> these things will get bigger and better much faster than we can learn to discern
I would like to ask “Why?”
Clearly, these models are just one case of “NN can learn to map anything from one domain to another” and with enough training/overfitting they can approximate reality to a high degree.
But, why would it get better to any significant extent?
Because we can collect an infinite amount of video? Because we can train models to the point where they become generative video compression algorithms that have seen it all?
> But, why would it get better to any significant extent?

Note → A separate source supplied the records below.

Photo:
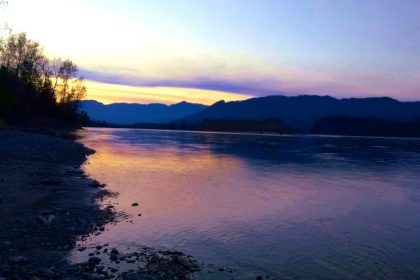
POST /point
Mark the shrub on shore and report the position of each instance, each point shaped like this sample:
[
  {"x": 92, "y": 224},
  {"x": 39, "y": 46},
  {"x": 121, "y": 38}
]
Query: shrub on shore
[{"x": 32, "y": 86}]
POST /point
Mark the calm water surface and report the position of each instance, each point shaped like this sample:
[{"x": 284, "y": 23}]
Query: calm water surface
[{"x": 289, "y": 207}]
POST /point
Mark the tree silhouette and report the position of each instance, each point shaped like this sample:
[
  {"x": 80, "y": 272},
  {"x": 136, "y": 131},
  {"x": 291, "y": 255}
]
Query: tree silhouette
[{"x": 31, "y": 84}]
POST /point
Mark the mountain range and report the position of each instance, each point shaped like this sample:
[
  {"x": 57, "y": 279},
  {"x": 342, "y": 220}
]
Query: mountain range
[
  {"x": 301, "y": 114},
  {"x": 132, "y": 113}
]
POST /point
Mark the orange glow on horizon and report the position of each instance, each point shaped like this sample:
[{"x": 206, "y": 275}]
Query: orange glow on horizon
[{"x": 111, "y": 93}]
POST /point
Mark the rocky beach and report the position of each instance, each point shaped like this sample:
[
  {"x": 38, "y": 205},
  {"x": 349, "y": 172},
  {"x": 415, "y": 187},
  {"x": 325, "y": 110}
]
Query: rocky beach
[{"x": 48, "y": 203}]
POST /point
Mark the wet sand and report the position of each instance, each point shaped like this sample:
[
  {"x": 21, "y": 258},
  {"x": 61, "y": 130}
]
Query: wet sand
[{"x": 47, "y": 203}]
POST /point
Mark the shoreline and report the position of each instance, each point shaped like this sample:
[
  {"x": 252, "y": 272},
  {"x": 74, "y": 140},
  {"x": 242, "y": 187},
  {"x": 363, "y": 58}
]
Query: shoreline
[{"x": 48, "y": 203}]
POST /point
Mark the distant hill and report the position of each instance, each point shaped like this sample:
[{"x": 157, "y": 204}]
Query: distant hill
[
  {"x": 368, "y": 126},
  {"x": 300, "y": 113},
  {"x": 127, "y": 114}
]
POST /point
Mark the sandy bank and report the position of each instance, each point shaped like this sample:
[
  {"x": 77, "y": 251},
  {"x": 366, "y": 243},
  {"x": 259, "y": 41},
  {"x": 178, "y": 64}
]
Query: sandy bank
[{"x": 46, "y": 203}]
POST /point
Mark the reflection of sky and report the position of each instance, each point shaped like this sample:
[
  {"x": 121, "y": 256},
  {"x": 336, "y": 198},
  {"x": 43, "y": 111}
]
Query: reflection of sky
[
  {"x": 265, "y": 204},
  {"x": 341, "y": 48}
]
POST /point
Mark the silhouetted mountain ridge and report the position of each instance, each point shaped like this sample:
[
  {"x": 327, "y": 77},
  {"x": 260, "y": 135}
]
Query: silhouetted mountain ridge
[
  {"x": 302, "y": 112},
  {"x": 131, "y": 113}
]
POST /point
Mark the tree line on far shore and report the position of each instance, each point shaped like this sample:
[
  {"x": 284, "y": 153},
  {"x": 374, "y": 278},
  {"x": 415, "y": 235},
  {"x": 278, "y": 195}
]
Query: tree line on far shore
[{"x": 33, "y": 87}]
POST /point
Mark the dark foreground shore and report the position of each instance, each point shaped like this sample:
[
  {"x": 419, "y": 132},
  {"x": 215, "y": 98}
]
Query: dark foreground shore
[{"x": 47, "y": 203}]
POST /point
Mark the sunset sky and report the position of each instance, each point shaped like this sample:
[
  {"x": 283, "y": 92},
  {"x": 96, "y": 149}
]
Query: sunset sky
[{"x": 207, "y": 50}]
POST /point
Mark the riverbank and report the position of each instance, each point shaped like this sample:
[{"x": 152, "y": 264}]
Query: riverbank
[{"x": 48, "y": 204}]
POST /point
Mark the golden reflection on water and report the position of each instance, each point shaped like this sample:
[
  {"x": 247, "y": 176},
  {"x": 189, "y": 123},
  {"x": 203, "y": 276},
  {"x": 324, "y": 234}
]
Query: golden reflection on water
[{"x": 213, "y": 198}]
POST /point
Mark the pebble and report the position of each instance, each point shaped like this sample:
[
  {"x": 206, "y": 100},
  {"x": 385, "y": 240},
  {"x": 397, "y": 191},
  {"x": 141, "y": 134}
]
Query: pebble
[
  {"x": 18, "y": 260},
  {"x": 94, "y": 261}
]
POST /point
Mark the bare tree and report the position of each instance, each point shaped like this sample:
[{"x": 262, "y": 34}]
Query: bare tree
[{"x": 67, "y": 85}]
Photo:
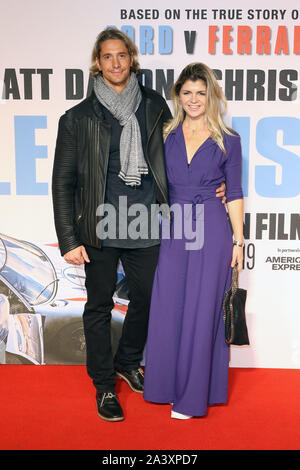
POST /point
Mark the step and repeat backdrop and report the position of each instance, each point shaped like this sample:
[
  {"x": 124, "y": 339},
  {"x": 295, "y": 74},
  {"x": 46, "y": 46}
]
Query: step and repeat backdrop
[{"x": 45, "y": 58}]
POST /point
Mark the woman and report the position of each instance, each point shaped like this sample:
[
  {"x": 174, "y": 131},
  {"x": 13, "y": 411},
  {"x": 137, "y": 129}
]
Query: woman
[{"x": 186, "y": 357}]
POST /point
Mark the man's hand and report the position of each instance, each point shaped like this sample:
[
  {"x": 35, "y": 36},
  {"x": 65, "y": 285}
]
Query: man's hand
[
  {"x": 77, "y": 256},
  {"x": 220, "y": 192}
]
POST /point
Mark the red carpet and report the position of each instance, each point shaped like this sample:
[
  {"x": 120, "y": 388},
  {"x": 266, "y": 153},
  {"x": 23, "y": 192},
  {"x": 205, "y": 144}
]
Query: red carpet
[{"x": 53, "y": 408}]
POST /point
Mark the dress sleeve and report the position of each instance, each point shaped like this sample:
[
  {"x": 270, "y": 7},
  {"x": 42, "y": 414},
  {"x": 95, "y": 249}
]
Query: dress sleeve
[{"x": 233, "y": 169}]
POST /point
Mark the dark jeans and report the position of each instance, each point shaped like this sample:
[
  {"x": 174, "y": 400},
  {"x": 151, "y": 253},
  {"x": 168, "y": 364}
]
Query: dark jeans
[{"x": 101, "y": 277}]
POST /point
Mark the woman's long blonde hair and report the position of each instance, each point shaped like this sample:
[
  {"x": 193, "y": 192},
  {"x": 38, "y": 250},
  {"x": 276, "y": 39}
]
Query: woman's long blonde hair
[{"x": 216, "y": 103}]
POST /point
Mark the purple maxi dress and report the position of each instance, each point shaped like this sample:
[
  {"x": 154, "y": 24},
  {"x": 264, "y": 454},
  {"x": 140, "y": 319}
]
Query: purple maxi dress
[{"x": 187, "y": 358}]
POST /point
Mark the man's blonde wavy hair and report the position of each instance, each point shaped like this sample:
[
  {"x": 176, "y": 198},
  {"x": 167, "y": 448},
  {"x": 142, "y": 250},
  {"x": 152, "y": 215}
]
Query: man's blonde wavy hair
[{"x": 216, "y": 104}]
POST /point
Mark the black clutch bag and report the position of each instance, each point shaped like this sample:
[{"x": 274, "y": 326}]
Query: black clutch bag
[{"x": 236, "y": 331}]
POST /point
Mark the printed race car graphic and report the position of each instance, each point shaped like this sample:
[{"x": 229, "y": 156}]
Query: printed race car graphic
[{"x": 41, "y": 304}]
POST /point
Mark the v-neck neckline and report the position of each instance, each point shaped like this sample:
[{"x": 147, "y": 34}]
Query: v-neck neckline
[{"x": 200, "y": 146}]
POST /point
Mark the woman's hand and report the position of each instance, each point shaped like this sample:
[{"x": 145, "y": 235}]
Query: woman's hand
[
  {"x": 237, "y": 257},
  {"x": 77, "y": 256}
]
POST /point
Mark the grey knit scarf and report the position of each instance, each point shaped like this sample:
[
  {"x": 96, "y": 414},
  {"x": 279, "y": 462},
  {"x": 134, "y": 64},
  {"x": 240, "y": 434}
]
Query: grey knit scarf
[{"x": 123, "y": 107}]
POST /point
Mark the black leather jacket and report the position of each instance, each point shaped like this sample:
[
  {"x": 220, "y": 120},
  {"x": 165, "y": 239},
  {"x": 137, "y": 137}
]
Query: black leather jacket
[{"x": 81, "y": 161}]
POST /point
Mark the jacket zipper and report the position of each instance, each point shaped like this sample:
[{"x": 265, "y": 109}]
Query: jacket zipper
[
  {"x": 157, "y": 182},
  {"x": 81, "y": 205}
]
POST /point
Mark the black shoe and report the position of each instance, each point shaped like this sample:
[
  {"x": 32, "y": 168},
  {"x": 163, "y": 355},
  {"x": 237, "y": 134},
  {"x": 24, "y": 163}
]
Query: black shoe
[
  {"x": 134, "y": 378},
  {"x": 109, "y": 407}
]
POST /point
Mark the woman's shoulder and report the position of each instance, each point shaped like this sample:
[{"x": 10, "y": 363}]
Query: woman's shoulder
[{"x": 231, "y": 138}]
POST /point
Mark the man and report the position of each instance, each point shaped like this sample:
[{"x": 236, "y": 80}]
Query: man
[{"x": 111, "y": 146}]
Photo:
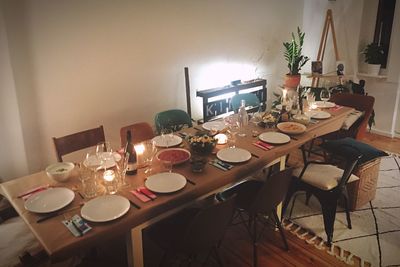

Two years ago, the very best closed-source image model was unable to represent anything remotely realistic. Today, there's hundreds of open source models that can generate images that are literally indistinguishable from reality (like Flux). Not only that, there's an entire collection of tools and techniques around style transfer, facial reconstruction, pose control, etc. It's mindblowing, and every week there's a new paper making it even better. Some of that could have been more training data. Most of it wasn't.
I guess it's fair to extrapolate that same trend to video, since it's the arc text, audio and images have taken? No reason it would be different.
I get that. But, let’s say you have a glass, you fill it to one third, then to half, then to three quarter, then to full. Can you expect to fill it beyond full?
Not every process has an infinite ramp.
It seems frontier labs have been throwing all the compute and all the data they could get their hands on at model training for at least the past 2 years.
Is that glass a third full or is it nearly full already?
Is the process of filling that particular glass linear or does the top 20% of the glass require X times as much water to fill as the bottom 20%?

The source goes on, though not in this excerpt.